Issue
I have the following code (simplified):
from multiprocessing import Process, Queue
def f1(queue):
while True:
# do some stuff and get a variable called data
# ...
queue.put(data)
def f2(queue):
while True:
if not queue.empty():
data = queue.get(timeout=300)
print('queue data: ' + str(data))
if __name__ == '__main__':
q = Queue()
p1 = Process(target=f1, args=(q,))
p2 = Process(target=f2, args=(q,))
p1.start()
p2.start()
p1.join()
p2.join()
The problem I'm facing is that I don't know how to lock the queue in f1
in order to keep putting data for n seconds, before f2
is able to read it.
I tried with timeouts but of course, it didn't work. Basically, the expected behaviour would be that f1
keeps appending data into the queue and after n seconds, f2
can get what's in that queue. So, summarising, f1
should be running continuously, f2
should be running continuously too but accessing the queue every n seconds.

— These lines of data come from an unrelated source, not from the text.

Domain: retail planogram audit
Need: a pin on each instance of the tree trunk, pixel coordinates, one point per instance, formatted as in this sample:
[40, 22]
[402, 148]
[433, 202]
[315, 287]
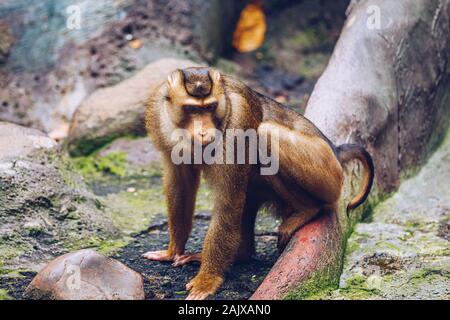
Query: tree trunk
[386, 87]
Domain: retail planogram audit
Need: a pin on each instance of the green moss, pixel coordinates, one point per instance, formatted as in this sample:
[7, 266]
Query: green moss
[105, 246]
[4, 295]
[86, 146]
[92, 166]
[133, 212]
[318, 287]
[357, 288]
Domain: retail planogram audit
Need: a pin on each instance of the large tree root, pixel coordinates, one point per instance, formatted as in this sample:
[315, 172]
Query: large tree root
[386, 87]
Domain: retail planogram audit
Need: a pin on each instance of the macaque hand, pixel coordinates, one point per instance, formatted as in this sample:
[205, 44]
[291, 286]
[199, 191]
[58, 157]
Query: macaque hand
[178, 259]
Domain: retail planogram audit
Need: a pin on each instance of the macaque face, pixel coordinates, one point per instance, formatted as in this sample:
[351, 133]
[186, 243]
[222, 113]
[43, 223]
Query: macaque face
[195, 102]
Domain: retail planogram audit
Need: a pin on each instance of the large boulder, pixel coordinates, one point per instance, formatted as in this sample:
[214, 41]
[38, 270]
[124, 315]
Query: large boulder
[43, 87]
[119, 110]
[45, 208]
[86, 275]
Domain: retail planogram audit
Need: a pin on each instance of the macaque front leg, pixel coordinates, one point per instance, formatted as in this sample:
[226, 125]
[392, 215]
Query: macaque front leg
[180, 184]
[221, 242]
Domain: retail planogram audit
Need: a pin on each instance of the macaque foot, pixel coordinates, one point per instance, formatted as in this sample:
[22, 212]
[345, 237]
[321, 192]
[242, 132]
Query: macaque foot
[182, 259]
[203, 286]
[161, 255]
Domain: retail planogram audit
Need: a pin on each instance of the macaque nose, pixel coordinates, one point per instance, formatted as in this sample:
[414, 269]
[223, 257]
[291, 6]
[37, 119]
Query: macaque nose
[197, 82]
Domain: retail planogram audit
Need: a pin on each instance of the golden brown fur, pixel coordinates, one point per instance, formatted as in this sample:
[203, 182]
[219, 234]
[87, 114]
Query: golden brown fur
[310, 176]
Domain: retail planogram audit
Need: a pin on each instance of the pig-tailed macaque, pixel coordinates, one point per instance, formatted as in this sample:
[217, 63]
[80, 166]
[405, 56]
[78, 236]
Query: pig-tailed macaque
[205, 106]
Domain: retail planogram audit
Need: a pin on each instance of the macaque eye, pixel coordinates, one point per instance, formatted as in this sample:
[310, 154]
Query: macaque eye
[190, 108]
[210, 107]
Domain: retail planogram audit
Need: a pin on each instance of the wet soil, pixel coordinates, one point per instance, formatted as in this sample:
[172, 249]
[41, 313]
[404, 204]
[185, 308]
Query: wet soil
[162, 281]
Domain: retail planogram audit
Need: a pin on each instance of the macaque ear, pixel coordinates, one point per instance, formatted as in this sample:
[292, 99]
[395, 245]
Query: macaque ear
[174, 79]
[215, 75]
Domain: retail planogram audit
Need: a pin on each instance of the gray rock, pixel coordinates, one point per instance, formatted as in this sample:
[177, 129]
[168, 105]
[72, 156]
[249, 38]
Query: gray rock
[42, 87]
[403, 253]
[86, 275]
[119, 110]
[17, 141]
[45, 207]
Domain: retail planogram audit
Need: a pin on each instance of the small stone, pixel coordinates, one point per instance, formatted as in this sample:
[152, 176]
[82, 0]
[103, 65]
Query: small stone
[86, 275]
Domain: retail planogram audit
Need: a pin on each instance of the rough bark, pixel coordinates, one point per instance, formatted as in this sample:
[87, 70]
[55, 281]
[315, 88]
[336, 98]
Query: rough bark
[386, 87]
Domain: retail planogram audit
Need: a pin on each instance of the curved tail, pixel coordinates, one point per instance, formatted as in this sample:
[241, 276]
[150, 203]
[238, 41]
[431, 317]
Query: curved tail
[347, 152]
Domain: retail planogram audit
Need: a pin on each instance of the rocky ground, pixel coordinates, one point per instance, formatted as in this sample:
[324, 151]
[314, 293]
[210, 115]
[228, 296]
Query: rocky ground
[125, 178]
[402, 251]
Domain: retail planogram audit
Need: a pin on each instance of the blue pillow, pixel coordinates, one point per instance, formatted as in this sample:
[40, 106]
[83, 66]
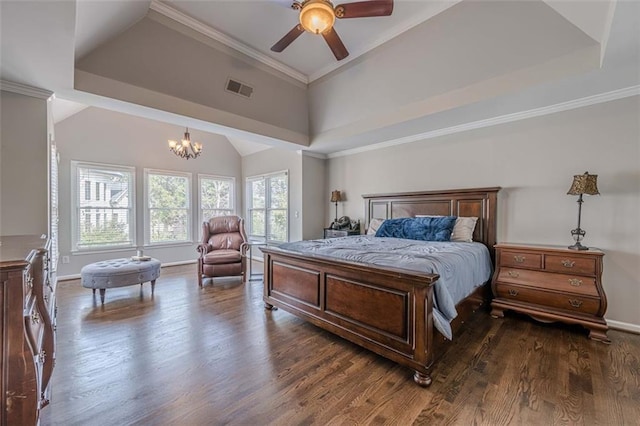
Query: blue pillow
[418, 228]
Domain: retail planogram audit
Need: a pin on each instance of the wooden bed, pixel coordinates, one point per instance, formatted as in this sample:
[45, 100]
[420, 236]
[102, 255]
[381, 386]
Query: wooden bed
[388, 311]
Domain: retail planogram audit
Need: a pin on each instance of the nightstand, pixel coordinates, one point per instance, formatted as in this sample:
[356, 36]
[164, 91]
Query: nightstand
[551, 283]
[335, 233]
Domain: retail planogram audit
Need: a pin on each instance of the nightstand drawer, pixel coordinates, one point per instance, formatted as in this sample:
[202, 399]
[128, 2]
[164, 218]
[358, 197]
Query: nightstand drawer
[521, 259]
[570, 265]
[569, 302]
[546, 280]
[337, 233]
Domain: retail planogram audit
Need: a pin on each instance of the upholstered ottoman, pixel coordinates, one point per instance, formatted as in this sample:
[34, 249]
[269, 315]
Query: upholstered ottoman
[119, 273]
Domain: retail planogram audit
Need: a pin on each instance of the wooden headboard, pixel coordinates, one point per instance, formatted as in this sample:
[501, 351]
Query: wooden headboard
[478, 202]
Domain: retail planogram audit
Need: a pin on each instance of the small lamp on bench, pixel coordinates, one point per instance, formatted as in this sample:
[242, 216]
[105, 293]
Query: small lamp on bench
[335, 197]
[582, 184]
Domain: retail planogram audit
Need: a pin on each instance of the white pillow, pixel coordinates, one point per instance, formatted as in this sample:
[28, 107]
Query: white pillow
[462, 230]
[374, 224]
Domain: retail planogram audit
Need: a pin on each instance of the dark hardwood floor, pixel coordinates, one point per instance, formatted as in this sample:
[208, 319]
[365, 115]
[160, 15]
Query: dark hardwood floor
[190, 356]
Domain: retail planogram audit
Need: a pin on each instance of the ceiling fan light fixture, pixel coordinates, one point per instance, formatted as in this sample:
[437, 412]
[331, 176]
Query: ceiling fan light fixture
[317, 16]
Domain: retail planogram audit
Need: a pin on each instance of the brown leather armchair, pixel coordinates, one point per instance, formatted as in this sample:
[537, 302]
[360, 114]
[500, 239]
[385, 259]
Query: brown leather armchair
[223, 249]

I can think of not so elegant ways of doing this with the time library, but I guess it has to be other way. Maybe the code's approach is wrong and I shouldn't be using Process and Queue but Pipelines or something else.
Thanks in advance!
Solution
For this particular case in which I was using the multiprocessing library, instead of threading or asyncio, I found the best way to do this by using a simple sleep, so the f2()
will end up like:
def f2(queue):
while True:
time.sleep(300) # sleep for 5 minutes before POSTing
if not queue.empty():
data = queue.get(timeout=300)
print('queue data: ' + str(data))
Of course, after importing time
.
As I said, maybe not the most elegant solution but I couldn't come up with anything better for the time being (and this particular use case).